Studies in humans of the relationship between ACEI/ARB use and ACE2 protein expression
| Source | Details of study | Effect of ACEI/ ARB on ACE2 |
|---|---|---|
| Mizuiri | Urinary ACE2 protein levels were measured in 190 patients with chronic kidney disease and 36 healthy subjects | No significant difference in urinary ACE2 was observed in response to treatment with ACEI and ARB |
| Furuhashi | Urinary ACE2 protein concentration was assayed in 617 subjects, including 101 subjects who did not use any medication and 100 hypertensives treated with various drugs | Enalapril, losartan, valsartan, candesartan, valsartan, and telmisartan had no effect. Olmesartan increased urinary ACE2. |
| Liang | Urinary ACE2 protein concentration was assessed in 132 patients with type‐2 diabetes and 34 healthy volunteers | Patients with hypertension had an ~ 40% decrease in urinary ACE2 if treated with inhibitors of renin‐angiotensin signaling, compared with hypertensive patients not taking such medications |
| Mariana | Urinary ACE2 protein levels were measured via ELISA in 75 patients with type‐2 diabetes | Use of ARBs or ACEIs had no effect on urinary ACE2 levels |
| Epelman | Plasma ACE2 activity was assayed from 228 patients with heart failure | No association was found between ACEI/ARB use and ACE2 levels |
| Soro‐Paavonen | Serum ACE2 activity was measured in 859 patients with type‐1 diabetes and 99 healthy control subjects | ACE2 was increased ~ 10 to 20% (higher in women) in patients with diabetes using ACEIs. No association was found between ARB usage and ACE2 levels. |
| Ortiz‐Perez | Serum ACE2 activity was assayed in 95 patients with ST‐elevation myocardial infarction and 22 control subjects | No association was found between ACEI use and ACE2 levels. ARB usage was not discussed. |
| Anguiano | Plasma ACE2 activity was measured in | ACEI use had no effect on ACE2 in any group.
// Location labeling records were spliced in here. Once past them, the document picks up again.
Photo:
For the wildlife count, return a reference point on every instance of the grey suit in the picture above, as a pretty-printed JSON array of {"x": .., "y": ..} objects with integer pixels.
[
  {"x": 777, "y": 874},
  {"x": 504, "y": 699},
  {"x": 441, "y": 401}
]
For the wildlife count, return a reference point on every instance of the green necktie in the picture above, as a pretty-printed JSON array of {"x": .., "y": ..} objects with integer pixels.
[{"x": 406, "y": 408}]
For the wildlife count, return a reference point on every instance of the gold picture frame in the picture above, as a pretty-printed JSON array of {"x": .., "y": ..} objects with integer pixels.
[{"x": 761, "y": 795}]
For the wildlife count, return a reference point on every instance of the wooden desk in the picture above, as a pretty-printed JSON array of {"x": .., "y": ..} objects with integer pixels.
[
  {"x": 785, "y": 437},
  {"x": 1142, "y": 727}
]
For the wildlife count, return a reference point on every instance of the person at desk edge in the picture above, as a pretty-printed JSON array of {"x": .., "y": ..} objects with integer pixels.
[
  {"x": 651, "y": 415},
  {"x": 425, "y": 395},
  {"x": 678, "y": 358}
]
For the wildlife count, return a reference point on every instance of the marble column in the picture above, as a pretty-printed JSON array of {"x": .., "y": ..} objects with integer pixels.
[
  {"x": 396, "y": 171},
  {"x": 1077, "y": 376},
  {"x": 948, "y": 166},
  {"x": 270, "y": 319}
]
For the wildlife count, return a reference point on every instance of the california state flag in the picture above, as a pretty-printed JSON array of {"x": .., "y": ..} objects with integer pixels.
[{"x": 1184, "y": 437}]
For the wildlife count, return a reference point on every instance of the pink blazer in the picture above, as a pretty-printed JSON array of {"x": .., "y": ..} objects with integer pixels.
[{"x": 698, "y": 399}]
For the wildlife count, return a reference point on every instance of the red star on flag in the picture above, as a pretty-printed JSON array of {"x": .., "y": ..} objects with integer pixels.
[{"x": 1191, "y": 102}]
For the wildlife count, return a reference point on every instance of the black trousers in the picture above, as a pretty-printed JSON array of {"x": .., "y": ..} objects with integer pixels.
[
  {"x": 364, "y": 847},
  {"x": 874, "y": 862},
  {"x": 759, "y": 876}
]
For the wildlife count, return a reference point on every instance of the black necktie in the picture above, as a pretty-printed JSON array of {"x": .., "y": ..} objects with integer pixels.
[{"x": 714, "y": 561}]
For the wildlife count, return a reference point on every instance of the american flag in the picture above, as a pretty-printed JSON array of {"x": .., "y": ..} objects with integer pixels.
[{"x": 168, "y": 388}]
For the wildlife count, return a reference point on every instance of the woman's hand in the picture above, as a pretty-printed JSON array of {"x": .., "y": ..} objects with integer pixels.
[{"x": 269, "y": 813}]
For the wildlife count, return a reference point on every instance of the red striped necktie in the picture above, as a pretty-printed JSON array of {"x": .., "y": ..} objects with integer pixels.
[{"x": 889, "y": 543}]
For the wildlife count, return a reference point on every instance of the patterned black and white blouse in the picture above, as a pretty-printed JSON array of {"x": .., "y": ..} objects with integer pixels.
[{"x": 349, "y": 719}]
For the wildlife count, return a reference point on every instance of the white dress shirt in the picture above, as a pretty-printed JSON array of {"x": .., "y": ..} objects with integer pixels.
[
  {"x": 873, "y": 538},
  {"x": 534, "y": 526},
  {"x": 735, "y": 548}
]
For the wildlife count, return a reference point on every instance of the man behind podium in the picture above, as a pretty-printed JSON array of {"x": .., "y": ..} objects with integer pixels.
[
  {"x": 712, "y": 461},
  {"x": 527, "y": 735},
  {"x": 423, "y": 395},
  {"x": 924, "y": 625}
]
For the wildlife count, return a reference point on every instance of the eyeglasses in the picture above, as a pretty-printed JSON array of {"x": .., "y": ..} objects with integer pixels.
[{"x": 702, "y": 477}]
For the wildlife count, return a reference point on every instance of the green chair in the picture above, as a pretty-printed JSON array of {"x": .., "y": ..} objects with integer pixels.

ARB use did not predict ACE2 activity in control or stage 3–5 patients; in patients on dialysis ARB use had a small effect raising ACE2 activity. |
| Uri | Serum ACE2 activity was assayed in 141 healthy subjects, 239 hypertensive patients, and 188 patients with heart failure of different types | Logistic regression analysis showed that ACEI and ARB usage had no association with ACE2 levels |
| Walters | Plasma ACE2 activity was assessed in 25 control subjects and 88 patients with atrial fibrillation | No association was found between ACE2 levels and ACEI/ARB use |
| Ramchand | Plasma ACE2 activity was measured in 79 patients with obstructive coronary artery disease | ACE2 levels had no association with use of ACEIs or ARBs |
Entries are ordered chronologically, first for studies in urine and then for studies in circulating ACE2.
ACEI, angiotensin converting enzyme inhibitor; ARB, angiotensin receptor blocker; ELISA, enzyme‐linked immunosorbent assay.